BRITISH VERSION OF JIMMIE: It’s Gold Blend.
BRITISH VERSION OF VINCE VEGA: Oh. Right.
Appropriately enough, having never really drunk coffee as a teen, I started to understand its power in the spiritual home of American barista-ship, Seattle. The youth hostel on Union Street used to offer free coffee (and bagels for a dollar) to its paying guests. It was there too that I first experienced chain-shop coffee and the homogenised allure of a standardised product. Later on the same trip, in Hawaii, I remember going to a Starbucks on the beach. What an odd experience. I ordered an iced tea; I’m British and it was too hot for coffee anyway.
But like I said, you come to coffee when you need it, and back then I didn’t really need it. As a student I slept lots and drank too much; my days were leisurely and bookish. So I only started drinking coffee in earnest when I finished university and started working. Looking back on my twenties, the decade tells a story of spiralling addiction. When some friends bought my wife and me a little Gaggia as a wedding present, our fates were sealed. That machine stayed with us until its recent lime-scaled demise. We replaced it instantly with a slightly higher spec model. By this time, we had two children aged one and three, and so the coffee machine had gone from being a lifestyle accessory to being an essential home appliance. I have maintained since the birth of our second child that an entry level espresso machine should be made available to all new parents on the NHS.
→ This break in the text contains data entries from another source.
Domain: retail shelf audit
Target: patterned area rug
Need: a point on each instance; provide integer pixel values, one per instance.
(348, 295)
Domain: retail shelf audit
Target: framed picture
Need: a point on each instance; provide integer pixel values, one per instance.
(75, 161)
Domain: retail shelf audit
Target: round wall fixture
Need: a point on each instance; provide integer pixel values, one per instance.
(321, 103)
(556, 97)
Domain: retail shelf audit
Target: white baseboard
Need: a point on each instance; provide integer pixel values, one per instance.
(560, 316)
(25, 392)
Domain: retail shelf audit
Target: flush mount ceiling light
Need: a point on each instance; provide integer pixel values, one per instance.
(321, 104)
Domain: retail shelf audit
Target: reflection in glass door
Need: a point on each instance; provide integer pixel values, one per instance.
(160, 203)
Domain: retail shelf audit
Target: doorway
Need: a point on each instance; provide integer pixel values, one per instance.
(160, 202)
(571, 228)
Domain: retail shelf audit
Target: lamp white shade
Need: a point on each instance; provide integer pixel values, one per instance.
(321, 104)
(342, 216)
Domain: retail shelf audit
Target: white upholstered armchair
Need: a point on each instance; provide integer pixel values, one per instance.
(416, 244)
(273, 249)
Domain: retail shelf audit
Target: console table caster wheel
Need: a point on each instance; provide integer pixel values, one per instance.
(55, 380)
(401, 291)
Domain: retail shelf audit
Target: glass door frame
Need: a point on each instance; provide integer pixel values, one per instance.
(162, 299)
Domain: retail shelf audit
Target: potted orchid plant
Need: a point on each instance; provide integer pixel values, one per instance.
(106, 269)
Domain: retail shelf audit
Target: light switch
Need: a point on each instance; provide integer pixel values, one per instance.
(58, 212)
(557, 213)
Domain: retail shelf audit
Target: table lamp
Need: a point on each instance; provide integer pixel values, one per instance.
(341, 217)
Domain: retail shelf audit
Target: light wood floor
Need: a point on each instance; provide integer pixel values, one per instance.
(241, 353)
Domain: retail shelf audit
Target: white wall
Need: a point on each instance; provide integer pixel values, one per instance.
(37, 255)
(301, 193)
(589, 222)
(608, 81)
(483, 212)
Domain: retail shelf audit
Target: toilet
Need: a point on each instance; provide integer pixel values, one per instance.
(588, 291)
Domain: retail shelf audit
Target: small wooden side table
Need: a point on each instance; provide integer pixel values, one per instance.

But as well as being my friend in dark hours for the last decade or so, coffee has accompanied some of my more pleasurable experiences. As temporary residents in Vancouver, my wife and I were regulars at a coffee shop on Broadway with a characteristically punning name, Higher Grounds. We have drunk cafe solos in little bars on the Costa Brava. And, proof positive that taste must be largely contextual, we found that a plastic cup of scalding Nescafe Red hit the spot on an early morning ferry out of Piraeus on our honeymoon.
Now, more than anything, coffee is a crutch that we lean on. Amid the chaos created by a toddler and a preschooler, the five minutes it takes to make and drink an espresso represents a little nugget of blissful quietude. And now that we have mouths to feed and mortgages to pay, we are becoming more constrained in our habits. The abstemiousness of parenthood takes its toll on your alcohol consumption, solely because looking after a two-year-old while hungover is a hell like no other. But when you are only sleeping three hours a night, coffee is always your friend. My brother in law, Paul, a father and a baker, says that he barely drinks anymore. We have all talked about cutting down on our coffee intake, for fear that our guts must look like tannin-stained sacks of blubber. But Paul summed up succinctly the need for coffee in our ever more spartan lives when he said recently, “If I don’t drink coffee, what else have I got?”